Il appartient au juge administratif, lorsqu’il se prononce sur le caractère d’utilité publique d’une opération nécessitant l’expropriation d’immeubles ou de droits réels immobiliers, de vérifier successivement que trois conditions sont remplies :
l’opération répond à une finalité d’intérêt général ;
l’expropriant n’est pas en mesure de réaliser l’opération dans des conditions équivalentes sans recourir à l’expropriation ;
les atteintes à la propriété privée, le coût financier et, le cas échéant, les inconvénients d’ordre social ou économique que l’opération comporte ne sont pas excessifs au regard de l’intérêt qu’elle présente.
Cette méthode définie par la jurisprudence (CE 19-10-2012 n° 343070, Cne de Levallois-Perret : BPIM 6/12 inf. 433) est mise en œuvre par le Conseil d’État à l’occasion d’un recours contre une DUP portant sur l’aménagement d’un quartier de logements et d’activités dans le cadre d’une zone d’aménagement concertée (ZAC).
Au titre de la deuxième condition, les sociétés requérantes, propriétaires de parcelles expropriées, font valoir qu’elles avaient sur ces parcelles un projet d’aménagement foncier compatible avec les documents d’urbanisme et présentant de fortes convergences avec les objectifs poursuivis par la ZAC. Elles en déduisent que l’opération d’aménagement projetée par la collectivité expropriante pouvait être réalisée sans expropriation.

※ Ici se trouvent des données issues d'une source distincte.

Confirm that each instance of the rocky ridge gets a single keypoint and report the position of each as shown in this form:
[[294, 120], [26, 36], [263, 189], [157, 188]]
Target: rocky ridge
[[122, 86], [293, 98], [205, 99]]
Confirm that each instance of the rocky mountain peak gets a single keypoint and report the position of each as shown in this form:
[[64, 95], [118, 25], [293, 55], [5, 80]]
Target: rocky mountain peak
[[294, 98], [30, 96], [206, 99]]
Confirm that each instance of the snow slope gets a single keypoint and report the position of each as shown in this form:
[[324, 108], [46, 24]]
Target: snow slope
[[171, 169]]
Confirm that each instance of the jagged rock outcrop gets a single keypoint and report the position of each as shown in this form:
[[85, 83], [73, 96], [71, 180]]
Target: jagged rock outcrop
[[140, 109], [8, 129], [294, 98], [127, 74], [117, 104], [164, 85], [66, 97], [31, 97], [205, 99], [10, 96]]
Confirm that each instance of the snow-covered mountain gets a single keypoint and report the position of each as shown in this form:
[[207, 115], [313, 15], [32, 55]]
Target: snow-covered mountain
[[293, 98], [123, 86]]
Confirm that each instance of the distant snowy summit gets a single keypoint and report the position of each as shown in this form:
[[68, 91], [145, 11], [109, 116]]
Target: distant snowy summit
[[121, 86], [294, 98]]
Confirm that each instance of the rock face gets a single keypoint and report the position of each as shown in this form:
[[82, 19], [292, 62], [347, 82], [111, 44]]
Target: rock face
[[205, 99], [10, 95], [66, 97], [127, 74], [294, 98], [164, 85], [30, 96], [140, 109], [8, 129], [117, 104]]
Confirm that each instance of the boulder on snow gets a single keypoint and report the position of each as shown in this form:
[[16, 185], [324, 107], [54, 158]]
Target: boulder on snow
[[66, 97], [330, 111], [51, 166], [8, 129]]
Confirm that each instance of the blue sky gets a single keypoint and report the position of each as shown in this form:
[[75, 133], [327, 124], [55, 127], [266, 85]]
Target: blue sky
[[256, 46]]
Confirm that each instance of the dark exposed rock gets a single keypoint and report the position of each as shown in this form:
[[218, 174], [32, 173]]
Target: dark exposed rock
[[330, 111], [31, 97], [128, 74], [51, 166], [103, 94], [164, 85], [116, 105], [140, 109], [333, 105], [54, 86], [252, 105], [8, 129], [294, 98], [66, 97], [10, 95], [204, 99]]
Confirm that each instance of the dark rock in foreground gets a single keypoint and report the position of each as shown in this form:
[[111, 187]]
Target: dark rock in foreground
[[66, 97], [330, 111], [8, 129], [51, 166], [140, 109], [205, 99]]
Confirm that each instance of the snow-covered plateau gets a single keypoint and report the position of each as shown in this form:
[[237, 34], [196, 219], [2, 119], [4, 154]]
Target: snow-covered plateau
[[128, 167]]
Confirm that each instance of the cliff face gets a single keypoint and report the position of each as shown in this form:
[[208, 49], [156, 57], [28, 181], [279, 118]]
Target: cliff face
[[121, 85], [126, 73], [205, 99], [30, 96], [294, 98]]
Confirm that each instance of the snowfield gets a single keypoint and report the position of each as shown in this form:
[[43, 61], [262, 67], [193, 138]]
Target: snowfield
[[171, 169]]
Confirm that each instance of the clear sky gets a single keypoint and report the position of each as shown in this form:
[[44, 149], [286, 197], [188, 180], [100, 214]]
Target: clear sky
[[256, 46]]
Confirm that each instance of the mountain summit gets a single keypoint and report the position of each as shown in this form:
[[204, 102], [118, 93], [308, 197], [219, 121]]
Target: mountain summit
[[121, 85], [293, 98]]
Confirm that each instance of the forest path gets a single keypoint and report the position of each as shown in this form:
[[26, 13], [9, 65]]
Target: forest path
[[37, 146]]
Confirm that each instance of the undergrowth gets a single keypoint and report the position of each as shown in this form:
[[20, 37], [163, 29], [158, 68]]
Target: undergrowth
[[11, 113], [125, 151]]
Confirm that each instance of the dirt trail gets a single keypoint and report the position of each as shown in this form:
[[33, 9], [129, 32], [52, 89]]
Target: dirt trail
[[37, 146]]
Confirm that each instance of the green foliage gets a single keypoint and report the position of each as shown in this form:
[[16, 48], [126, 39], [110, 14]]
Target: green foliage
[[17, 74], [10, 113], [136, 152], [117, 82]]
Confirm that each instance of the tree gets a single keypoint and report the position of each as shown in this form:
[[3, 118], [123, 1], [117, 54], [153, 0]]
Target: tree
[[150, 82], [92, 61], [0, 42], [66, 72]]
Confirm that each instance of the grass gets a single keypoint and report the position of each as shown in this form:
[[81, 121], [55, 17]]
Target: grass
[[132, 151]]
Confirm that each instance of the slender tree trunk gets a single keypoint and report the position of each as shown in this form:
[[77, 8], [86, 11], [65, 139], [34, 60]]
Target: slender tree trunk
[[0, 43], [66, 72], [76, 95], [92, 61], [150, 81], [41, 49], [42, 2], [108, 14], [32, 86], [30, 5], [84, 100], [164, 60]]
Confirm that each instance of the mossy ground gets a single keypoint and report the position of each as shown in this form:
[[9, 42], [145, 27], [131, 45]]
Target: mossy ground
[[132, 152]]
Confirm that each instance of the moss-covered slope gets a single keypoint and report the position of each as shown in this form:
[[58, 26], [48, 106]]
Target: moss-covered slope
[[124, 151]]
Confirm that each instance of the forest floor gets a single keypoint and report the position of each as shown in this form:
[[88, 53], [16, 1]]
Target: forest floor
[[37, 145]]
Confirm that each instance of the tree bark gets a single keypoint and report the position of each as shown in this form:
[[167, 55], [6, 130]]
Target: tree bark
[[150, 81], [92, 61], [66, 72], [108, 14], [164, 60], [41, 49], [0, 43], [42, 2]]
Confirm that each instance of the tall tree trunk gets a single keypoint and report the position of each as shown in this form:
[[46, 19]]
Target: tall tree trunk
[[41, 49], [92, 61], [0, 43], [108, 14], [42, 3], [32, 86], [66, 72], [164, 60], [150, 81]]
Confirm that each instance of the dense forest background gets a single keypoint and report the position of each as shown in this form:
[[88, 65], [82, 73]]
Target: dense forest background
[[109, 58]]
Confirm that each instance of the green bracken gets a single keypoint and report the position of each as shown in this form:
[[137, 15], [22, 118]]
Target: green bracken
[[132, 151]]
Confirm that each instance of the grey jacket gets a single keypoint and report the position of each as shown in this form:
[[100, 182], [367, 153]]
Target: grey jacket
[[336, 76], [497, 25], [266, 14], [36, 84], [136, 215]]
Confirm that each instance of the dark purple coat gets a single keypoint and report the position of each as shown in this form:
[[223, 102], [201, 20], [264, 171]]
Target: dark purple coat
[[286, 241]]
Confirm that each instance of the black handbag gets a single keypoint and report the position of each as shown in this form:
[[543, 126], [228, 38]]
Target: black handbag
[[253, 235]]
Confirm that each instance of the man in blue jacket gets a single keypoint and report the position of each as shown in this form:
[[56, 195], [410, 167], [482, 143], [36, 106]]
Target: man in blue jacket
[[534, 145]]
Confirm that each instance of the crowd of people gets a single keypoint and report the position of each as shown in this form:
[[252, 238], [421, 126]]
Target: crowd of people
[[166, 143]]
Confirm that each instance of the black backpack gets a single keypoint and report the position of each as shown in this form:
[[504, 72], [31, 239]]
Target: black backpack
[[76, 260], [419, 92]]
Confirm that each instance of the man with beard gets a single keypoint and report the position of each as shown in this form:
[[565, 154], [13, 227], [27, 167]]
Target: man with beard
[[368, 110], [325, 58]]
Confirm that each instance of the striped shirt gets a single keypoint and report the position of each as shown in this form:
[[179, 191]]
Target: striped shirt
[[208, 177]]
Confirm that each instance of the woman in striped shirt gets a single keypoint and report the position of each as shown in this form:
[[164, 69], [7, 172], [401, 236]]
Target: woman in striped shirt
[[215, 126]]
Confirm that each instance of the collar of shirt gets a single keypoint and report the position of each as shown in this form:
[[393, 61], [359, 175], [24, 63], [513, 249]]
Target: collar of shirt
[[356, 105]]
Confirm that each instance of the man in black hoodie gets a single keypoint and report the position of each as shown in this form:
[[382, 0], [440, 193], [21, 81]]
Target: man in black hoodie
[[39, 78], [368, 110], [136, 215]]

Le Conseil d’État écarte cet argument : il ne ressort pas des pièces du dossier que le projet des sociétés permettait d’atteindre des objectifs équivalents à ceux poursuivis par la collectivité à travers l’opération d’aménagement déclarée d’utilité publique. Les première et troisième conditions étant par ailleurs remplies, le recours est rejeté.
A noter :
Pour vérifier que la collectivité expropriante n’était pas en mesure de réaliser l’opération sans recourir à l’expropriation, le juge se borne le plus souvent à s’assurer que cette collectivité ne disposait pas déjà de terrains adaptés. L’arrêt commenté révèle que le contrôle peut aussi porter sur l’existence d’un projet privé, porté par les propriétaires des parcelles expropriées, qui permettrait d’atteindre les objectifs d’intérêt général poursuivis par l’expropriation.
Le Conseil d’État n’a pas écarté comme inopérante l’argumentation présentée sur ce point par les sociétés requérantes. S’il n’y a pas fait droit, c’est parce qu’il n’était pas établi que le projet d’aménagement privé allégué aurait permis d’atteindre des objectifs équivalents à ceux de l’expropriant. En théorie au moins, il n’est donc pas exclu qu’un tel moyen puisse conduire à une annulation de la DUP.
L’arrêt rappelle par ailleurs qu’il appartient également au juge, s'il est saisi d'un moyen en ce sens, de s'assurer, au titre du contrôle sur la nécessité de l'expropriation, que l'inclusion d'une parcelle déterminée dans le périmètre d'expropriation n'est pas sans rapport avec l'opération déclarée d'utilité publique (CE 6-7-2016 n° 371034, Cne d’Achères et autres et Sarry 78 : BPIM 5/16 n° 300). En l’espèce, l’inclusion des parcelles des sociétés requérantes n’était pas dépourvue de rapport avec l’opération d’aménagement.